Approximately 23% of all vehicle collisions are caused by distracted driving. We live in a fast-paced, high-tech world and we have the capability to be connected to almost anyone or anything simply by picking up our cell phones. Many of us have come to think of driving time as “wasted” if we’re not doing something in addition to driving. But driving while distracted can cause far more harm than good, even if you’re not the person in the driver’s seat.
There are different “players” in the distracted driving issue.
Each of these players can significantly impact the level of safety that is shared between everyone who is on or near the road. To increase the likelihood of everyone getting to where they need to be safely, consider the role you play.
If you’re driving, keep in mind that your vehicle can quickly become a lethal weapon. Your hands should be on the steering wheel, your eyes should be on the road and traffic conditions around you, and even your ears should be available to hear what’s happening around you (*Did you know that as of 01/01/16 it is against the law to drive or ride a bicycle while wearing both earbuds? You need to leave at least one ear open). If your cell phone is too big of a temptation, turn it off while you’re driving, or put it in the trunk. If you eliminate the ability to reach for your phone while driving, you’ll have no other option than to ignore those incoming calls, texts, snaps, tweets, etc. There are also apps you can download onto your smartphone that will reply to messages for you (Check out AT&T’s “Drive Mode” app!). Another option could be designating a “texter”—someone who can be trusted enough to text for you while you drive. If none of those sound good though, you can always find a safe, legal place to pull over, put your vehicle in park and take care of your digital correspondence.
If you’re the “other texter,” this means you are the person tempting the driver to pick up their phone while driving. Now obviously we can’t always know when the people we communicate with are driving, but if you are aware that someone is on the road, don’t be the reason they are distracted.

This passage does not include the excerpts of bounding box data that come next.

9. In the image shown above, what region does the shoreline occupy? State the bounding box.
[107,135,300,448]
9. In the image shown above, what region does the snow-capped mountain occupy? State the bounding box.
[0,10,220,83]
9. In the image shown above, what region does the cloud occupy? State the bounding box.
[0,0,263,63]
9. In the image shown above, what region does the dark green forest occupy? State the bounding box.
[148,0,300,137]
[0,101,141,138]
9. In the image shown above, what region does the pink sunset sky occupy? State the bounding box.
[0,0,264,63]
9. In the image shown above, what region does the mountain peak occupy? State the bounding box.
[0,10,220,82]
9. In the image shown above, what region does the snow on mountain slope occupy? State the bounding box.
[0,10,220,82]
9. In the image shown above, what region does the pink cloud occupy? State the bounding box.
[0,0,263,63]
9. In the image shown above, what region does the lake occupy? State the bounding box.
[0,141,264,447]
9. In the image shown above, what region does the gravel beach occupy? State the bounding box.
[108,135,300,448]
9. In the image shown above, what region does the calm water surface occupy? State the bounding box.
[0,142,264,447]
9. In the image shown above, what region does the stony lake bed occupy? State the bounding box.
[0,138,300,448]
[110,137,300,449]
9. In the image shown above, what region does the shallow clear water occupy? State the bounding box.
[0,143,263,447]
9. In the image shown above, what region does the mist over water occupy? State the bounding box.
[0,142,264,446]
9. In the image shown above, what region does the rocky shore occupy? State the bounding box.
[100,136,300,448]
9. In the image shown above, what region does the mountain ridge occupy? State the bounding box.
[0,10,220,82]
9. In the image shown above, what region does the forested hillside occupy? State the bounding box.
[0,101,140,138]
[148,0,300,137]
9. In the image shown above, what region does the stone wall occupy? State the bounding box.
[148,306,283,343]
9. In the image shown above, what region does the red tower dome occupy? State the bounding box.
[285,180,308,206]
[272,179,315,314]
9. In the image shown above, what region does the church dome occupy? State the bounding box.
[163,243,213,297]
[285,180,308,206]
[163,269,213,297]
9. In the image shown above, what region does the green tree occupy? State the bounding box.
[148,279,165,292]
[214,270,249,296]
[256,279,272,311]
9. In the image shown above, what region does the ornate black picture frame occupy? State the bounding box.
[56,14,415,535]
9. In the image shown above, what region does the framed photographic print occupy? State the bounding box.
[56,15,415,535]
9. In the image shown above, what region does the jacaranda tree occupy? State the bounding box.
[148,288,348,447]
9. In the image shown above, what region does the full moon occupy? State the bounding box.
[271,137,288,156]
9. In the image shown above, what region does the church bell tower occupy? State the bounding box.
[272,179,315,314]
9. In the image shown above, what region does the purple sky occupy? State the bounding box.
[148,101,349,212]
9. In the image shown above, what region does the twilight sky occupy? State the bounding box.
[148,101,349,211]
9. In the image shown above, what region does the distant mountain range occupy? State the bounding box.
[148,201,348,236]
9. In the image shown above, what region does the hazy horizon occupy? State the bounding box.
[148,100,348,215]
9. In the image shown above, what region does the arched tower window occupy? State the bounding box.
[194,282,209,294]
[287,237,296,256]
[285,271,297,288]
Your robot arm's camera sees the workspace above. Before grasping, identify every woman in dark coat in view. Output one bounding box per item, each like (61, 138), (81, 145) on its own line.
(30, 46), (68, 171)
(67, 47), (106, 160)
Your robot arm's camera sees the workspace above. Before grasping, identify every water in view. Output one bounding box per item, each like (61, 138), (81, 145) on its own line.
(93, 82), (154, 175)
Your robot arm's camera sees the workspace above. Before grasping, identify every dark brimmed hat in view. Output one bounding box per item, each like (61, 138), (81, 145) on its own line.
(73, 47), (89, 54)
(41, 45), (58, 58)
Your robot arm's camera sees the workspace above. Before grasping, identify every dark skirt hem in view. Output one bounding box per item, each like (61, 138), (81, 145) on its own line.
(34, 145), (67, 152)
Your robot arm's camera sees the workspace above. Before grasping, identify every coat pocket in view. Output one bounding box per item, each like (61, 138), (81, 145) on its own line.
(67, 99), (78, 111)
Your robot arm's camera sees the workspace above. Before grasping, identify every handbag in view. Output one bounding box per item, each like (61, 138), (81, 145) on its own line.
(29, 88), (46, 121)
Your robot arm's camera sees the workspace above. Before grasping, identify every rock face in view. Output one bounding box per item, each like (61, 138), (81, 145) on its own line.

If you’re the passenger in a vehicle being driven by a distracted driver, you have every right to speak up and ask them to put the distraction away. You can offer to take care of their phone while they drive, encourage them to pull over somewhere safe, or, if you’re licensed and insured, you can offer to drive instead. Please do not sit quietly and hope they don’t crash. Speak up! It’s your life too.
When you’re a bystander in a distracted driving situation, you have little to no control over the situation. This is where personal safety strategies come into play. Since you, as a pedestrian, cyclist or other motorist cannot encourage the distracted driver to pay attention to the road, prepare yourself for the worst-case scenario. Pedestrians, please use cross walks and be alert to your surroundings. Cyclists, please wear a properly-fitting helmet, use lights and/or reflectors, and obey traffic laws. If you’re another motorist it can be almost impossible to prepare for someone else’s error, but do your best to be alert and focused. Make sure you’re doing your part to keep our roadways safe.
Distracted driving is against the law and can result in traffic citations, but it’s also incredibly dangerous and can result in loss of life. Obey the laws and stay alive.